Cómo Controlar los Niveles de Cortisol

El cortisol es una hormona liberada como respuesta al stress y prepara a nuestro cuerpo a reaccionar ante el peligro físico. El cortisol favorece la liberación de glucosa en el flujo sanguíneo, mejorando la respuesta del cerebro al uso de la misma e incrementando la cantidad de substancias encargadas de reparar tejidos. Además de estas importantes funciones, el cortisol también interactúa con el sistema inmunológico, digestivo y reproductivo. Una exposición prolongada a altos niveles de cortisol puede ser dañina y puede llegar a tener consecuencias como enfermedades cardíacas, obesidad, depresión e interferencia con las habilidades cognitivas y de memorización.

A continuación un artículo de The Urban Clinic sobre cómo bajar los niveles de colesterol de manera natural.

Cortisol Production

Severe cases of prolonged high cortisol, such as in major depression, can cause neurotoxicity and brain damage.
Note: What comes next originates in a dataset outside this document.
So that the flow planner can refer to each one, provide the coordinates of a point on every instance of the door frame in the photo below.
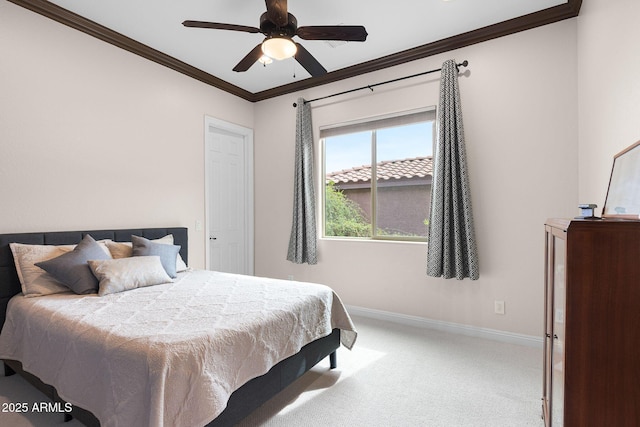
(247, 136)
The condition known as hyper-cortisolemia can destroy cells in the hippocampus, amygdala, and cerebellum. Prolonged untreated cases of stress and depression can lead to the onset of more serious conditions such as incurable depression and bipolar disorder. While anti-anxiety and anti-depressant medications are treatments commonly recommended by medical doctors, here are some ways to attempt to lower cortisol levels naturally.

Identify Cortisol Triggers

The first step in reducing cortisol is identifying the particular stressors in your life that are triggering the release of cortisol so that you can eliminate them. Among some common triggers are lack of adequate sleep, over exercising, and dieting.

Consume Protein at Each Meal

The longer you go without food the more your glycogen reserves get depleted, and protein helps to build these reserves. Incorporate protein into each meal. Eat breakfast that contains protein, as your brain is particularly depleted of its glycogen reserves after sleeping. Also, inadequate protein intake can disturb sleep which can lead to a spike in cortisol.

Eat Healthy

Avoid sugar and refined carbohydrates, which can cause spikes in insulin production and evoke a stress response. Eat balanced meals consisting of protein, complex carbohydrates and good fats like olive oil and flax seed oil. Diets rich in complex carbohydrates keep cortisol levels lower than low carb diets. Don’t buy into fad diets and don’t let food and eating become a source of stress.

Eat Often

Cortisol levels begin to rise after 5 hours without food. Aim to eat 5 or 6 times daily. Do not diet or overly restrict calories or certain foods. Researchers at Yale University and the University of British Columbia found that women with high levels of “cognitive dietary restraint” (putting a lot of mental energy into restricting certain foods) had significantly higher cortisol levels, bigger appetites, increased consumption of sweets, more negative moods, and higher body-fat levels – even despite getting more exercise.

Drink Water

Dehydration can induce a stress response and spike cortisol levels. Drink water first thing in the morning, as you become dehydrated during sleep. Try not to drink water an hour before bedtime in order to prevent waking up to go to the bathroom which interrupts sleep.

Exercise Moderately

Exercise helps build muscle mass and increase the brain’s output of serotonin and dopamine, brain chemicals that reduce anxiety and depression. But minimize Prolonged Physical Activity. After an hour of exercise your body’s testosterone levels decline and cortisol begins to rise. Keep workouts to under an hour and do not train more than 2 days in a row.

Avoid Stimulants

Do not consume caffeine-containing coffee, tea, green tea, energy drinks, appetite suppressants, or medications such as Excedrin and Midol. Caffeine directly stimulates the adrenal glands to produce cortisol and interferes with sleep. Avoid herbal stimulants such as ma muang, guarana, synaphrine (zhi shi), yohimbe, quebracho, coleus, and of course ephedrine and amphetamines.

Improve Your Sleep

Ensure a regular sleep pattern: be in bed before 10:30pm and wake up at the same time every day. Avoid exposure to light for a two hour period before bedtime, particularly blue light emitted by electronics such as TVs, laptops, ipads, and blackberries. If evening electronics are necessary, use a blue light filter on the screen. If sleep aids are necessary, take natural forms such as chamomile tea and melatonin. Melatonin can help you sleep deeper and lengthen the sleep cycle. For assistance waking, try a light box that simulates the sun rise instead of a jarring alarm clock.